In the contingent of Canadian free climbers at the time, I was not very good. Dave Lane, Scott Flavelle, Peter Croft, Hamish Fraser, Mike Beaubien, Greg Foweraker, Richard Suddaby, Dean Hart, Perry Beckham, Randy Atkinson, the list of better Squamish free climbers than me was pretty long. Although competent, I was just starting to achieve 5.10 grades, and was at the bottom of the list. Lucky for me, it was not mandatory to climb hard free on the big walls. A few years later my free skills had improved to the point where I could climb the Grand Wall repeatedly without falling off, and this was an important skill to have when you only were using a couple of pieces of gear on a pitch.
Aid climbing was a different game, sort of a granite building project. Few had the patience and interest in learning the tricks of the trade that were required to climb big walls, and willing to make and purchase the huge amounts of gear required. For me however, the big routes were what I lived for. The full commitment required, and the amazing places you could go, called out to me. It was really hard. Your hands became progressively more destroyed as the days passed. Hauling loads was brutal, and your core muscles became immensely strong. A lot of time was spent trying to get in the sun, or hide from it. Nights were spent controlling your fears. Climbs lasted a week or more. You had to be very inventive.
In the years following, the name of the game turned to free climbing. Cams, sticky rubber, and better ropes, made it a lot easier. You needed a different kind of partner for a wall climb than a free climb. The suffering and toil required to ascend a huge wall is not an activity that most climbers like. It was slow and expensive, and all of my wall climbing partners had a screw or two loose.

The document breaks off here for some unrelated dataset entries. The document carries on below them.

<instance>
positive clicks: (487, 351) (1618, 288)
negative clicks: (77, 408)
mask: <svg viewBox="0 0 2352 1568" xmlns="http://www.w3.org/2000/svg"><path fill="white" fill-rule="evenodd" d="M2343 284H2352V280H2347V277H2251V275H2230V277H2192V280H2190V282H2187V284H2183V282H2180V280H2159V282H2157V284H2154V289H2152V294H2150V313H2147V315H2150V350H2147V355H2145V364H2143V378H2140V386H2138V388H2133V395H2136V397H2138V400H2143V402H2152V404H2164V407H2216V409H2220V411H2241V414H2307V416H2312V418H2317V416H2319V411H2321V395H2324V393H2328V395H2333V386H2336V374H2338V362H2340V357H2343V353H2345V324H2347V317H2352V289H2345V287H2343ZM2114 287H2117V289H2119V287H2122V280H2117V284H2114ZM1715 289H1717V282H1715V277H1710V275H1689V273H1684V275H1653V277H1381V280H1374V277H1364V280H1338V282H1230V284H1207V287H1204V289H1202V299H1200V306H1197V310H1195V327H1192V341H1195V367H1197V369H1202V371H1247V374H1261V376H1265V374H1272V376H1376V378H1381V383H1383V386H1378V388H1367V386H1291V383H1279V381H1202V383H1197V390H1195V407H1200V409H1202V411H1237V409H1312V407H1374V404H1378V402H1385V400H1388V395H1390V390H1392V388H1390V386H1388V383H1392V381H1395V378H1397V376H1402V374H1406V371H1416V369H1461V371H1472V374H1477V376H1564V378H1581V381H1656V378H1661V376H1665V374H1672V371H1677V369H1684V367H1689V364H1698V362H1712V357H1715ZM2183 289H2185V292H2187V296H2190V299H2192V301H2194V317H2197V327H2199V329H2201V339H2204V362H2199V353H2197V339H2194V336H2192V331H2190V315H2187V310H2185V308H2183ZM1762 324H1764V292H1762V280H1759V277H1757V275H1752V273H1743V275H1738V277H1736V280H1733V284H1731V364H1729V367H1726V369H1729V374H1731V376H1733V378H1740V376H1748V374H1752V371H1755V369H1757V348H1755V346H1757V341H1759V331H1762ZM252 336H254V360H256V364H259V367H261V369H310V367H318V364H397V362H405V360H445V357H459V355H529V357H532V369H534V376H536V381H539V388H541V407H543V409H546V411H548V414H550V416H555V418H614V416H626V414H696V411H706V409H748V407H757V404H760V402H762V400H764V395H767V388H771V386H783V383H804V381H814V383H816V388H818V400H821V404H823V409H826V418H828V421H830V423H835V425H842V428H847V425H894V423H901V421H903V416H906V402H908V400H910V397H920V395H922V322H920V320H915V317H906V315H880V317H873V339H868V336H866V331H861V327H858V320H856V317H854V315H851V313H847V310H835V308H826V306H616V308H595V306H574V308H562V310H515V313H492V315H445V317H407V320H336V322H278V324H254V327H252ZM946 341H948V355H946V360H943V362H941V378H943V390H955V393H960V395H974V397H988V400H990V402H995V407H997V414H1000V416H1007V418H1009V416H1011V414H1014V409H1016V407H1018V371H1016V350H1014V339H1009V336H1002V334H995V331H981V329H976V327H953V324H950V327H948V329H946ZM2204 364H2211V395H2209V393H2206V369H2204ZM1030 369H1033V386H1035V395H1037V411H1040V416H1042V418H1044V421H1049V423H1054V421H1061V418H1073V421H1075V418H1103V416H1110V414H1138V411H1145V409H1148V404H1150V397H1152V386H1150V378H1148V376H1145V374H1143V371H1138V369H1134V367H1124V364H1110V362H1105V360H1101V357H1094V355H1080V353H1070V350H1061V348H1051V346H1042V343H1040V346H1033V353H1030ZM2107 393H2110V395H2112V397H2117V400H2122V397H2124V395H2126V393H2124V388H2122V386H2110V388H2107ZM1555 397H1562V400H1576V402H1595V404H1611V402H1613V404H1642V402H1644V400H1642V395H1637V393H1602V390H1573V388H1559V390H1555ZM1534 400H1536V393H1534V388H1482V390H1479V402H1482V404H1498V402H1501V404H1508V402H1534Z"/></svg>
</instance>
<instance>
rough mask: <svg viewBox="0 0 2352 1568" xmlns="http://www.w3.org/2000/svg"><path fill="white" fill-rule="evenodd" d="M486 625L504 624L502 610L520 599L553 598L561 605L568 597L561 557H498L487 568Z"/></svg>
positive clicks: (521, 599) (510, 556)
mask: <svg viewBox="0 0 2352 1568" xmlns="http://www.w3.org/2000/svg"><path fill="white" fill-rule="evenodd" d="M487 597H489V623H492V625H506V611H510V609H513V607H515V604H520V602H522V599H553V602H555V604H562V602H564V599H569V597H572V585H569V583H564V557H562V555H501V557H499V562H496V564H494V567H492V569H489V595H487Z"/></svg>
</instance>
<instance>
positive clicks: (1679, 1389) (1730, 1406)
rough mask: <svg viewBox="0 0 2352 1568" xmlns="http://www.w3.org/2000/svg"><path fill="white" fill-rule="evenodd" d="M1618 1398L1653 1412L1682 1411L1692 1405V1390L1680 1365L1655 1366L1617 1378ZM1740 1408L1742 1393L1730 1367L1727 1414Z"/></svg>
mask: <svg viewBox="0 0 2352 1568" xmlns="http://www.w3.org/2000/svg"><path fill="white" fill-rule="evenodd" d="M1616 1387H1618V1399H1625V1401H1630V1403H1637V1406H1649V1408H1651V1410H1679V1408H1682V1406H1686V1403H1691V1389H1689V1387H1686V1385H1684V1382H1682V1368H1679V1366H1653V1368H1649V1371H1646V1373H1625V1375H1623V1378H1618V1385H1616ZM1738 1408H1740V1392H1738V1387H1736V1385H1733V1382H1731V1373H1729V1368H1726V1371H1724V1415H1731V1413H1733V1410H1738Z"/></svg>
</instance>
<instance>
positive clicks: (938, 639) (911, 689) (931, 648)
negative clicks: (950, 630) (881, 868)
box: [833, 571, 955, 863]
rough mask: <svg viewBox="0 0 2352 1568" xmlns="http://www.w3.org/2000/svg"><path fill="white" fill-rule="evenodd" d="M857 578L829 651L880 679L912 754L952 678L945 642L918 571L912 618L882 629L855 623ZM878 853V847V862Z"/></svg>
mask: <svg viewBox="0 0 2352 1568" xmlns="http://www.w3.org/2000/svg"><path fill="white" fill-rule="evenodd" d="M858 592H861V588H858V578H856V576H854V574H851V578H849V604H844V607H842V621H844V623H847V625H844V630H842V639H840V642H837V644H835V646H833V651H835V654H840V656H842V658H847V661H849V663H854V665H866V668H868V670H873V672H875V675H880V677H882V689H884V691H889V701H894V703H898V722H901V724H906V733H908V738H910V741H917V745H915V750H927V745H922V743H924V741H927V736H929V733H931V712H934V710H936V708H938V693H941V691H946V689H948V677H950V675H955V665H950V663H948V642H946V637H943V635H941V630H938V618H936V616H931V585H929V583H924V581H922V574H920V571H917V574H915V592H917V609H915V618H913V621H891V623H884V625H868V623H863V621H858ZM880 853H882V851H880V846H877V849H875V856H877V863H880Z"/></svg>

In the future I was to climb many long and hard free routes with Hamish Fraser like Astroman, The Rostrum, and the Nose. He was my free climbing weapon, and it was not really an issue if I backed off a lead, as long as I could get back to the belay somehow.
On wall climbs however, his slender build was a massive disadvantage, placing and removing pitons and hauling huge loads, was easier for more robust climbers, and I definitely fit in this category. A favourite Peter Croft quote from 40 years ago was “Hamish would have been the best Canadian climber, if his work ethic wasn’t so strong.” Unfortunately for the climbing world, Hamish’s work ethic was based on actual work, not climbing.
On the other hand, Peter’s work ethic for construction work instead of climbing was not quite so strong. Hired on a construction site on Vancouver Island in his youth, he was given the nickname of the Totem Pole. You can guess why. He may have not been the most talented from birth climber in our group from the mid-seventies, however within just a couple of years this was all to change. His complete focus on strength training, and skill development, was amazing to see. Emerging stronger each spring from his parents Nanaimo basement training facility, it quickly became clear that he would become one of the best climbers in the world. My climbing path would be a lot different.